Sant’Antonio Abate. Arriva nella città abatese l’unità per il monitoraggio domiciliare dei pazienti positivi al Coronavirus. Ad annunciarlo è il Sindaco Ilaria Abagnale che si dice fiera di « essere il primo Comune a ringraziare l’ASL Napoli 3 Sud per averci prestato una pronta assistenza per l’avvio del protocollo guardante le Procedure Assistenziali e Terapeutiche Unità Speciali Di Continuità Assistenziale (U.S.C.A.) per il monitoraggio domiciliare dei pazienti positivi al Coronavirus, partito quest’oggi».

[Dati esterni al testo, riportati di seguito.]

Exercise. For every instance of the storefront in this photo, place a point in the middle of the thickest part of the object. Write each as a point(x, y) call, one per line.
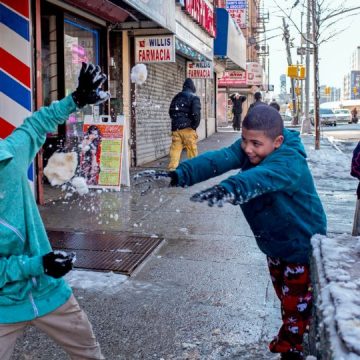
point(193, 41)
point(230, 50)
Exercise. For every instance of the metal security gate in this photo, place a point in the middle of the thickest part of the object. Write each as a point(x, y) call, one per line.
point(153, 125)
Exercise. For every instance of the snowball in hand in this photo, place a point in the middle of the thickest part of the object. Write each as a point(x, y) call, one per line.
point(138, 74)
point(61, 167)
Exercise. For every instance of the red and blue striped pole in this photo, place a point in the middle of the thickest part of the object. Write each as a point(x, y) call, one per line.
point(15, 66)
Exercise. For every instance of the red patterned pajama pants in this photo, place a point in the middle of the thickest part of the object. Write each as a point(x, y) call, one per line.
point(293, 287)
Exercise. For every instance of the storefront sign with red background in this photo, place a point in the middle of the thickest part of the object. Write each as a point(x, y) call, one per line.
point(202, 13)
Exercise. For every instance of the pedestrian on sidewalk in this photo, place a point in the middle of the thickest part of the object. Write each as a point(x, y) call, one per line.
point(275, 105)
point(185, 114)
point(237, 101)
point(32, 288)
point(354, 118)
point(257, 97)
point(355, 172)
point(277, 195)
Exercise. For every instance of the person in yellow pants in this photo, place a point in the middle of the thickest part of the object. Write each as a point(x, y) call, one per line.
point(185, 138)
point(185, 113)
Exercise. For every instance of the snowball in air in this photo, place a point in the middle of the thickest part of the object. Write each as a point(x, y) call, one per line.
point(61, 167)
point(138, 74)
point(79, 183)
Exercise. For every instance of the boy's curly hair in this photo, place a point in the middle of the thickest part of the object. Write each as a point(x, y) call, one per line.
point(266, 119)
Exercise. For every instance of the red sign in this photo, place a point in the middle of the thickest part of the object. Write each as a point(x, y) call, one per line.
point(233, 78)
point(202, 13)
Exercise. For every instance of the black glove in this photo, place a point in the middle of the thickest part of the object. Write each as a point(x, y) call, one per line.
point(215, 195)
point(58, 263)
point(152, 175)
point(88, 90)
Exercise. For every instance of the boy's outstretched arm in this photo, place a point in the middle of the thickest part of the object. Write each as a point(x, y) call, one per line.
point(27, 139)
point(268, 177)
point(200, 168)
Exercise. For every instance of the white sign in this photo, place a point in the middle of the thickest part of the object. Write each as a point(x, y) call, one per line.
point(155, 49)
point(200, 70)
point(254, 74)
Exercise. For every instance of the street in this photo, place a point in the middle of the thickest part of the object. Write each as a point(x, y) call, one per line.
point(206, 293)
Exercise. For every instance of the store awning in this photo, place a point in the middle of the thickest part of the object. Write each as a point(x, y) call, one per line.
point(230, 43)
point(132, 13)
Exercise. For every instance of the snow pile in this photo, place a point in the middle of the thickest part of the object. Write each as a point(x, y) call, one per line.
point(138, 74)
point(338, 269)
point(61, 167)
point(324, 164)
point(105, 282)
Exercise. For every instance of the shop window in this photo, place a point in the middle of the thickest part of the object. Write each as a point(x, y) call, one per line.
point(115, 75)
point(81, 44)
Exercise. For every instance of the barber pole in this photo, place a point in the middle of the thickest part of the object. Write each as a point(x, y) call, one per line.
point(15, 67)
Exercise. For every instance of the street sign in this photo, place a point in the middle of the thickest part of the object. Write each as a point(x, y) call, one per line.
point(302, 51)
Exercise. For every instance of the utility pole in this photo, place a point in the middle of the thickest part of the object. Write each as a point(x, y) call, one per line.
point(316, 76)
point(287, 42)
point(306, 128)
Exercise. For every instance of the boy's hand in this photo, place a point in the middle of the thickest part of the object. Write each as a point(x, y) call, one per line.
point(88, 91)
point(58, 263)
point(152, 175)
point(215, 195)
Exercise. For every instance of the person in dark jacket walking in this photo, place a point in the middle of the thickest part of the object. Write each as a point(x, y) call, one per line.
point(276, 192)
point(185, 114)
point(257, 97)
point(355, 172)
point(237, 101)
point(32, 288)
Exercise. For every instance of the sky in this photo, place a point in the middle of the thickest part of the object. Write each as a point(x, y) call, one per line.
point(334, 55)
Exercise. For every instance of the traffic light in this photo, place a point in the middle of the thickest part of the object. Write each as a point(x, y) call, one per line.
point(292, 71)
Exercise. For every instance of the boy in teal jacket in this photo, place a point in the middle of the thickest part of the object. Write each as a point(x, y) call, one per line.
point(276, 192)
point(32, 290)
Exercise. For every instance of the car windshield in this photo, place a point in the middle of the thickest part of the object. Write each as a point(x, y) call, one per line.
point(326, 111)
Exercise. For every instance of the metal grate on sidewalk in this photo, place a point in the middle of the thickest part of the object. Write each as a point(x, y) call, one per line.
point(111, 251)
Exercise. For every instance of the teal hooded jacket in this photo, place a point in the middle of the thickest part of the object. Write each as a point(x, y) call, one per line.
point(25, 291)
point(277, 196)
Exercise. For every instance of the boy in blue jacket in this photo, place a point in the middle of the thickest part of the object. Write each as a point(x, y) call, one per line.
point(276, 192)
point(32, 290)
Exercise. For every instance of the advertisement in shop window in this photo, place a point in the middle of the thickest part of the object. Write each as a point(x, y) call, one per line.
point(155, 49)
point(254, 74)
point(199, 70)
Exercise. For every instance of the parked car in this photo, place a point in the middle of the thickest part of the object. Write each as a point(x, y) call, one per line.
point(343, 116)
point(327, 117)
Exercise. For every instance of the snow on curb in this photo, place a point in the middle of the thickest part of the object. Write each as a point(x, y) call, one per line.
point(337, 285)
point(106, 282)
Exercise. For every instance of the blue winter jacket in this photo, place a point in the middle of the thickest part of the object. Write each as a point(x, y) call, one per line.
point(25, 291)
point(277, 196)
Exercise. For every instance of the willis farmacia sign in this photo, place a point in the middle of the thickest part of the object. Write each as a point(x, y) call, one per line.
point(155, 49)
point(200, 70)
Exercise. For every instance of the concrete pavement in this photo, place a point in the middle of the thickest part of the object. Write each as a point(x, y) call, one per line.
point(205, 294)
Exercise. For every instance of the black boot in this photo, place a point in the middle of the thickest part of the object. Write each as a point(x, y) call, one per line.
point(293, 355)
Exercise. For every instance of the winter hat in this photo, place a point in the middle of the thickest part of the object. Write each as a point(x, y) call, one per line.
point(189, 85)
point(264, 118)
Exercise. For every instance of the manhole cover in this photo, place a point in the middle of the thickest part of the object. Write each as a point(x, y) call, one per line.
point(113, 251)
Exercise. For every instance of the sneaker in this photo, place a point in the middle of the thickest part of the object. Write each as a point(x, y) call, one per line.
point(293, 355)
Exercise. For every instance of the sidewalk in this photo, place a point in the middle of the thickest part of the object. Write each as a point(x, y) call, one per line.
point(206, 293)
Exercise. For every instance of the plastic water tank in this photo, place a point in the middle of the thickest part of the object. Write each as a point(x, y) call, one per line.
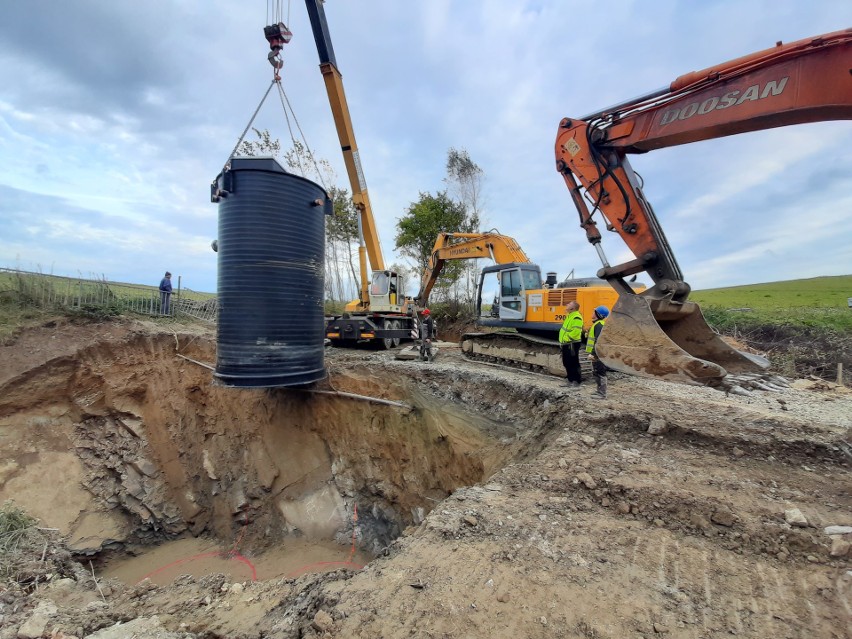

Questo camper messo a disposizione dall’azienda sanitaria locale garantirà l’assistenza a domicilio dei pazienti affetti da Coronavirus o sospetti tali che non necessitano di ricovero ospedaliero. I medici avranno il compito di recarsi nelle abitazioni di chi è in isolamento domiciliare per prestare le cure e l’assistenza del caso. In breve il compito del personale è
Una volta arrivati al domicilio del paziente, effettueranno:
1. La valutazione clinica del paziente;
2. Tampone nasale e faringeo nel paziente sospetto;
3. Monitoraggio dei pazienti in isolamento domiciliare con sintomi lievi;
4. Prescrizione di farmaci sintomatici;
5. Tampone nasale e faringeo nei pazienti in via di guarigione;
6. Esecuzione di eventuali test rapidi;
7. Verifica delle condizioni abitative;
8. Collegamento con il MMG;
9. Punto di riferimento chiaro per il bisogno sociale (Dipartimento Assistenza Territoriale e Integrazione Socio Sanitaria/UOC Coordinamento Socio/Sanitario) in grado di attivare le risposte incluse il supporto psicologico alla popolazione.